Milestone 1 — Static Scene Rendering

Milestone 1 establishes the foundational rendering pipeline for Himalaya, delivering a photorealistic static scene viewer with free camera movement. This milestone focuses on indoor and outdoor environments with baked indirect lighting, cascaded shadow mapping, and a complete PBR material system. The architecture balances immediate visual quality with a clear evolution path toward dynamic lighting and real-time effects in future milestones.

What Milestone 1 Delivers

Milestone 1 transforms raw Vulkan primitives into a cohesive rendering system capable of producing visually compelling static scenes. The core philosophy is visible progress at every stage — no infrastructure work proceeds without demonstrable output. This milestone produces three distinct rendering modes: a full rasterization pipeline for real-time exploration, a path-traced reference view for ground-truth comparison, and an offline baking mode for generating lightmaps and reflection probes.

The rasterization pipeline implements Forward+ rendering with MSAA anti-aliasing, delivering PBR materials with metallic-roughness workflow, image-based lighting from HDR environments, and comprehensive shadow coverage through cascaded shadow maps with percentage-closer filtering. Screen-space ambient occlusion (GTAO) adds contact shadowing between objects, while contact shadows provide fine-grained grounding at object edges. The post-processing chain completes the visual pipeline with bloom, auto-exposure, ACES tonemapping, and color grading.

The path-traced reference view provides an alternative rendering mode using Vulkan Ray Tracing extensions. When activated, the entire rasterization pipeline yields to a compute-intensive but physically accurate path tracer that accumulates samples over time, producing noise-free reference images when the camera remains stationary. This mode validates the ray tracing infrastructure while giving artists a ground-truth comparison for the real-time renderer.

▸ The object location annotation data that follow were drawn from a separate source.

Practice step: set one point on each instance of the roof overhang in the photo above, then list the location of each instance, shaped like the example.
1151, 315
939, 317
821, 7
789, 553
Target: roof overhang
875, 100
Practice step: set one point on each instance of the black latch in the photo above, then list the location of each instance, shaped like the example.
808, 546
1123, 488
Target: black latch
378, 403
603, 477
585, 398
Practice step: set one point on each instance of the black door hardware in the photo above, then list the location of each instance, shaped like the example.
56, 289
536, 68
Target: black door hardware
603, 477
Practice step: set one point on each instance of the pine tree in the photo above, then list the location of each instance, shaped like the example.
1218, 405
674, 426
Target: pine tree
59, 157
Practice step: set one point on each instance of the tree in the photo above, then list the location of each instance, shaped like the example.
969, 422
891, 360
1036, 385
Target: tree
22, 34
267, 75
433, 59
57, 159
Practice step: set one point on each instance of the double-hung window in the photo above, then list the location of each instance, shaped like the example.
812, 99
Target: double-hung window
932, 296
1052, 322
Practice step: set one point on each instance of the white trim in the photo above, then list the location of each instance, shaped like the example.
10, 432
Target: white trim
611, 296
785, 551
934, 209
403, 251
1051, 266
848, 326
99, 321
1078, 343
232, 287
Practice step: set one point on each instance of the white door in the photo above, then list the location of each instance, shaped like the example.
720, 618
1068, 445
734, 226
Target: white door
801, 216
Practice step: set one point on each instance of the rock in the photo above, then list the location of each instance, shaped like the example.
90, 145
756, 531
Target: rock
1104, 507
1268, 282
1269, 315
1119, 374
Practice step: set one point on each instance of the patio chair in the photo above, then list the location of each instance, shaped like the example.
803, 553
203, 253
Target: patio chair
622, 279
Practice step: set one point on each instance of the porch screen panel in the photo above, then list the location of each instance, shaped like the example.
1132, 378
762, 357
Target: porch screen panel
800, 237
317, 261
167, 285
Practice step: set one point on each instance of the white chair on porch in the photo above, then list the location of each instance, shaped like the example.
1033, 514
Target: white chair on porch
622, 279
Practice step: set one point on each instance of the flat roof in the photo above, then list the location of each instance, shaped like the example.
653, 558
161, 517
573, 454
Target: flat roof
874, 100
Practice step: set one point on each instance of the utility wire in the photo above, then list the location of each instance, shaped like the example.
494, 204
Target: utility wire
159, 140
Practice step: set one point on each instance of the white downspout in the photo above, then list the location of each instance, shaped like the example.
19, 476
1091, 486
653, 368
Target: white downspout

Sources: milestone-1.md, m1-development-order.md

Ten Development Phases

Milestone 1 progresses through ten distinct phases, each producing verifiable output before advancing. This phased approach ensures architectural decisions prove their value in practice before building upon them.

Phase 1: Minimum Visible Triangle establishes the Vulkan foundation — instance creation, device selection with queue families, swapchain management, VMA integration, and shader runtime compilation. The deliverable is a hardcoded triangle rendered to screen, validating that the entire graphics stack functions correctly.

Phase 2: Basic Rendering Pipeline introduces the bindless descriptor system, mesh loading via fastgltf, texture loading with mip generation, and the material system foundation. The camera controller enables free scene exploration. The Render Graph system makes its first appearance with barrier automation. By phase end, a loaded glTF scene renders with basic lighting through ImGui-adjustable parameters.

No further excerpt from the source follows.